J’ai fait une liste à la maison de tous les trucs que j’aimerais avoir terminés avant qu’il arrive. Sauf qu’en vrai, y’a la moitié des trucs sur cette liste que je n’ai même pas essayé de commencer, car selon les jours, j’ai plus ou moins de motivation, et que je trouve toujours de nouvelles choses à faire. J’ai quand même réussi à récurer la salle de bain, retaper mon coussin d’allaitement, finir les valises… mais je dois aussi faire de jolis nuages en papier pour sa chambre, et ça, allez savoir pourquoi, j’ai même pas encore tenté de commencer.

C’est long d’attendre, surtout qu’il y a 3 semaines de ça, on a failli me faire une belle entaille en milieu du ventre pour mettre au monde notre Tout Petit, on est passé à un cheveu. Alors certes, je ne vais pas me plaindre que ça n’est pas eu lieu, car j’ai vraiment la trouille de ne pas accoucher par « voie basse« , ce serait pour moi comme un accouchement raté. J’ai adoré mettre au monde mes deux premiers, et j’aurais l’impression de ne pas avoir mérité mon bébé (oui je sais, c’est un peu bête dit comme ça…). Mais en attendant, ça fait trois semaines que je suis rentrée chez moi en me demandant chaque jour si ça allait être le bon, alors qu’au final je n’aurais peut-être pas été si impatiente sans ce petit séjour express en maternité.

Contenir son impatience

Depuis le 1er Avril, je ressens tous les soirs, ou presque, voire même parfois dans la journée, de sacrées contractions. Si la plupart du temps elles ne sont pas très douloureuses, ou en tout cas supportables, elle n’en sont pas moins régulières, et durent parfois des heures. Cela fait donc 25 jours, qu’à chaque contraction je me dis « c’est pour aujourd’hui » et qu’au bout de quelques temps, l’excitation retombe comme un soufflet. Papa Choux est à peu près dans le même état d’épuisement que moi, à subir tout ces ascenseurs émotionnels. Autant au début nous en riions, autant depuis quelques jours nous sommes complètement blasés. Je ne compte même plus les contractions.

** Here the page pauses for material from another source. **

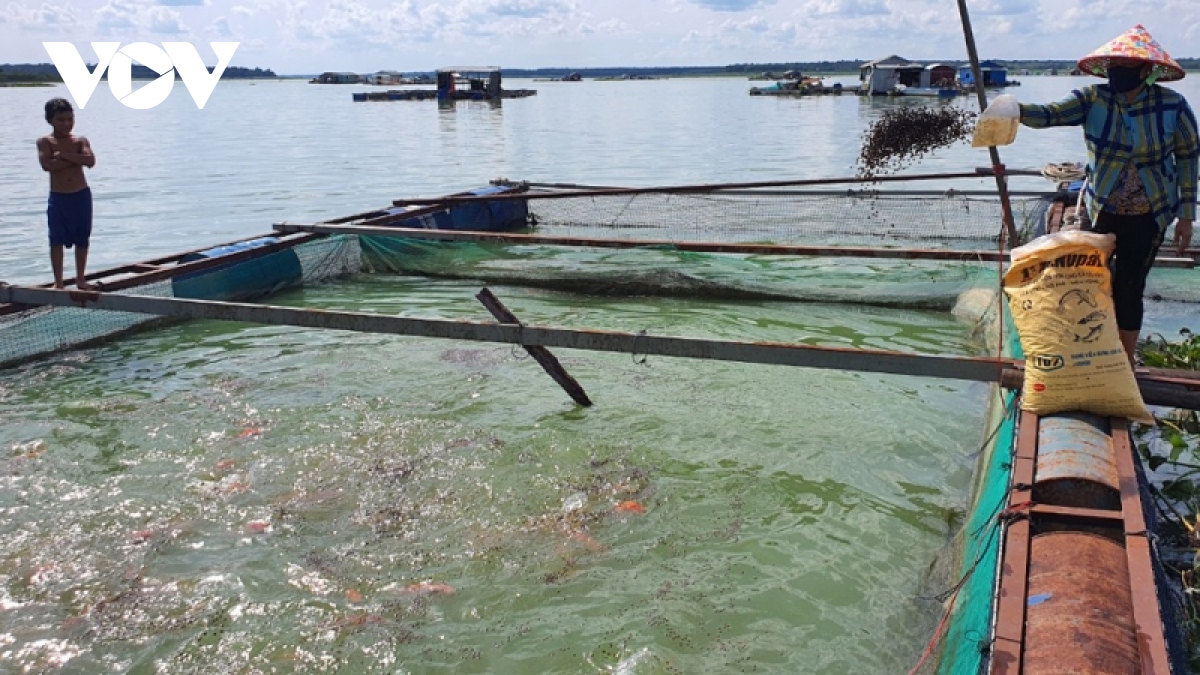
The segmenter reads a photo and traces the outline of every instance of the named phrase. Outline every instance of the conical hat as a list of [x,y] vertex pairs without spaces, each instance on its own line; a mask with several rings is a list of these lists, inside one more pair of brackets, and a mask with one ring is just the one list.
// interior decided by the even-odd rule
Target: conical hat
[[1171,58],[1142,24],[1125,31],[1103,47],[1079,59],[1079,70],[1099,77],[1108,74],[1108,64],[1117,59],[1132,59],[1154,64],[1160,82],[1182,80],[1183,68]]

J’avais décidé de marcher (en plus, la météo a été très favorables ces derniers jours), ce que nous avons donc fait, et plutôt de belles et longues promenades. J’ai fait du ménage, ma maison est propre comme un sou neuf. Je fais même quelques étirements et assouplissements du bassin en attendant l’arrivée de bébé… mais là, j’ai l’impression d’avoir épuisé toutes les ressources pour passer le temps, et éventuellement aider Chouki à venir plus vite. Je réalise que c’est lui qui choisira quand se pointer, alors je m’en retourne à mes activités calmes et posées en attendant qu’il se décide.

Opter pour le moins pire

Pour Chouchou, première grossesse, je ne me souviens pas d’avoir été si impatiente, j’ai attendu qu’il arrive, et puis c’est tout. Pour Chouquette, j’étais moralement à bout : avec les fêtes de Noël qui approchaient, moi qui pensais « accoucher en avance » vu que c’était une petite deuxième (merci les adages pourris de grand-mère qu’on te rabâche pendant des semaines et que tu te mets en tête pour rien)… tout semblait traîner en longueur. En plus Papa Choux était bloqué du dos à la fin (début de nos mésaventures herniesques), alors tout m’énervait, c’était moi qui était censée être chouchoutée, pas lui. Bref, quand la sage-femme a déposé Chouquette sur mon ventre ce 18 Décembre, je n’ai eu le temps de dire que « Qu’est-ce qu’elle ressemble à son frère, elle est belle ! » que je fondais en larme. J’ai passé 15 minutes à pleurer sans discontinuer, d’émotion, de soulagement, la pression retombait, tout s’était très bien passé et j’étais libérée de cette attente.

Cette fois, je le disais à Papa Choux il y a une semaine, c’est l’attente physique que je ne supporte plus. Autant, psychologiquement, je sais que chaque chose que je vis avec Chouki est la dernière, puisque nous n’aurons pas de quatrième enfant (non non non non non). Jusqu’ici, je disais toujours « celui-là j’en profite jusqu’au bout, je le garde au chaud jusqu’à la date annoncée ! », mais c’était sans compter sur les douleurs diverses et variées qui me sont tombées dessus sans crier gare. Les nuits ne sont pas reposantes le moins du monde, et les journées douloureuses. Je ne fais pas de sieste, ou quasiment jamais. Et le peu de fois où j’opte pour un peu de repos… un des enfants est là pour me rappeler à l’ordre. Entre l’attente interminable et les douleurs physiques, chaque matin je suis contrainte de choisir ce qui sera « le moins pire ». Aujourd’hui, j’opte pour le moral à zéro. J’ai tellement mal physiquement que je préfère pleurer toutes les larmes de mon corps en me demandant pourquoi toutes les catastrophes du monde s’abattent sur mes épaules (merci les hormones) plutôt que de m’arrêter sur chacun de mes bobos. Histoire de pas non plus avoir envie d’en finir.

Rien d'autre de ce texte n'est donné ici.